From Farsight's source:
Having already rocked the mathematical world with is incompleteness theorem, Gödel now took aim at Einstein and relativity. Wasting no time, he announced in short order his discovery of new and unsuspected cosmological solutions to the field equations of general relativity, solutions in which time would undergo a shocking transformation. The mathematics, the physics and the philosophy of Gödel's results were all new. In the possible worlds governed by these new cosmological solutions, the so called rotating or Godel universes, it turned out that space-time structure is so greatly warped or curved by the distribution of matter that there exist timelike future directed paths by which a spaceship, if it travels fast enough - and Gödel worked out the precise speed and fuel requirements, omitting only the lunch menu - can penetrate into any region of the Past, present, or future.
Gödel, the union of Einstein and Kafka, had for the first time in human history proved, from the equations of relativity, that time travel was not a philosopher's fantasy but a scientific possibility.
...
Gödel was quick to point out that if we can revisit the past, then it never really "passed." But a time that fails to pass is no time at all. Einstein saw at once that if Gödel was right, he had not merely domesticated time: he had killed it.
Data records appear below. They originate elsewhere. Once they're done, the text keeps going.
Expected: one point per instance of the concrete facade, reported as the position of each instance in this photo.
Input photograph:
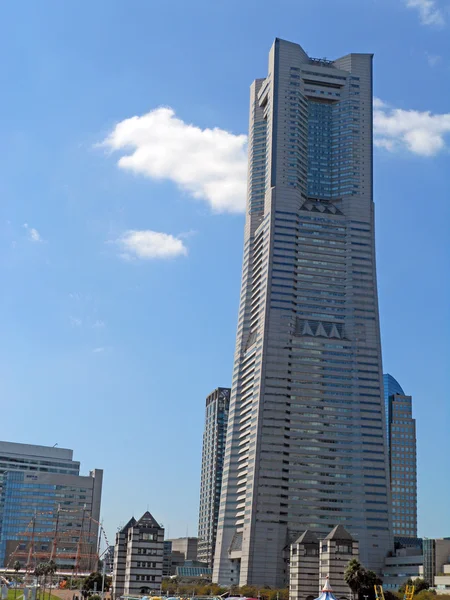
(187, 547)
(336, 551)
(406, 564)
(436, 554)
(313, 561)
(213, 451)
(306, 440)
(138, 558)
(304, 567)
(402, 449)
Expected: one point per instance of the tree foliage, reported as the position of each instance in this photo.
(176, 587)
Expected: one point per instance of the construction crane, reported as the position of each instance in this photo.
(409, 592)
(379, 594)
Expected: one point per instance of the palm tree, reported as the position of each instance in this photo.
(38, 573)
(51, 570)
(16, 567)
(355, 576)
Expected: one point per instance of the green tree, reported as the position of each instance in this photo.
(355, 576)
(51, 569)
(96, 578)
(402, 588)
(16, 567)
(370, 580)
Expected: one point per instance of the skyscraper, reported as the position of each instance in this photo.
(216, 419)
(402, 457)
(306, 440)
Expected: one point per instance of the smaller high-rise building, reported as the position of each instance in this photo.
(50, 516)
(304, 567)
(214, 437)
(313, 561)
(336, 551)
(402, 453)
(138, 558)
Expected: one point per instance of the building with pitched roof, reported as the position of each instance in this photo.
(138, 557)
(336, 551)
(313, 560)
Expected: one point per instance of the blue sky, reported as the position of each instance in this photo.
(121, 240)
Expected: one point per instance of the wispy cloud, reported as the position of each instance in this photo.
(148, 244)
(209, 164)
(429, 11)
(33, 234)
(75, 321)
(422, 133)
(433, 59)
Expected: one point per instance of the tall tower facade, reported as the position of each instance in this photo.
(216, 420)
(306, 441)
(402, 457)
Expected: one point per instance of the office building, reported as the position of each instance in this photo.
(186, 547)
(313, 561)
(138, 558)
(47, 509)
(336, 551)
(120, 559)
(29, 457)
(51, 516)
(404, 564)
(306, 439)
(402, 458)
(436, 562)
(216, 419)
(168, 570)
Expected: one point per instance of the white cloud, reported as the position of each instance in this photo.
(148, 244)
(433, 59)
(422, 133)
(429, 12)
(33, 233)
(75, 321)
(209, 164)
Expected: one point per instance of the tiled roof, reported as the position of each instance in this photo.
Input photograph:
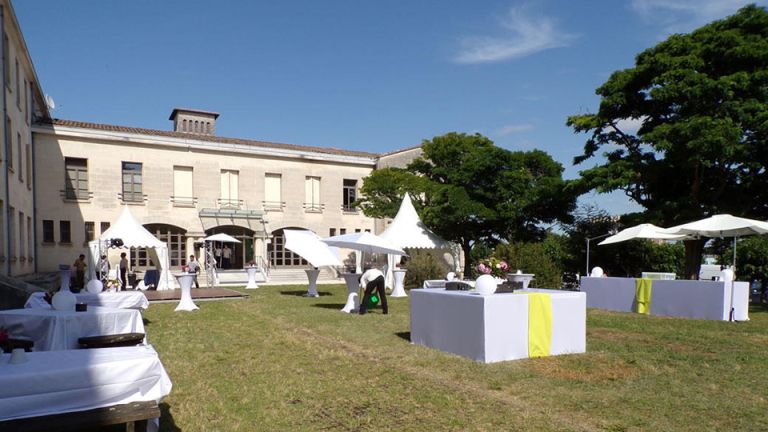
(211, 138)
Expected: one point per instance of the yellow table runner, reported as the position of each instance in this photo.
(539, 324)
(643, 288)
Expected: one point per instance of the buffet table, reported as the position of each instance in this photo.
(678, 298)
(117, 300)
(53, 330)
(78, 380)
(496, 327)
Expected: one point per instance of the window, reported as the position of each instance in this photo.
(48, 232)
(20, 155)
(22, 240)
(132, 182)
(12, 231)
(350, 194)
(65, 235)
(273, 199)
(28, 152)
(30, 245)
(312, 195)
(229, 188)
(6, 63)
(26, 101)
(174, 237)
(8, 135)
(76, 181)
(90, 231)
(182, 186)
(18, 85)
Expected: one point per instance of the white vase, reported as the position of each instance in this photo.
(485, 285)
(64, 300)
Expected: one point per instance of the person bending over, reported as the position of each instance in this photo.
(373, 279)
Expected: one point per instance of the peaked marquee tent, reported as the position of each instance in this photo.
(408, 231)
(133, 234)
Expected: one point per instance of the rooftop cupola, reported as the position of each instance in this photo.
(194, 121)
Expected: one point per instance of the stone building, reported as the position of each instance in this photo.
(65, 181)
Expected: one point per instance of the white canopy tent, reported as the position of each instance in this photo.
(133, 234)
(644, 231)
(408, 231)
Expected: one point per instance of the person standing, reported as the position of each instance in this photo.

So here we have, it seems, Farsight's source explicitly stating that Gödel's solutions seem to suggest that time travelling into the past or the future could be as simple as heading in the right direction at the right speed, and then, seemingly, going on to demolish Farsight's entire premise by stating that the implication is that the past exist as a tangible thing somewhere (which no longer requires us to move everything back to where it was), and that the implication of that is that if these solutions mirror reality then time, as we think of it, is essentially another direction in space.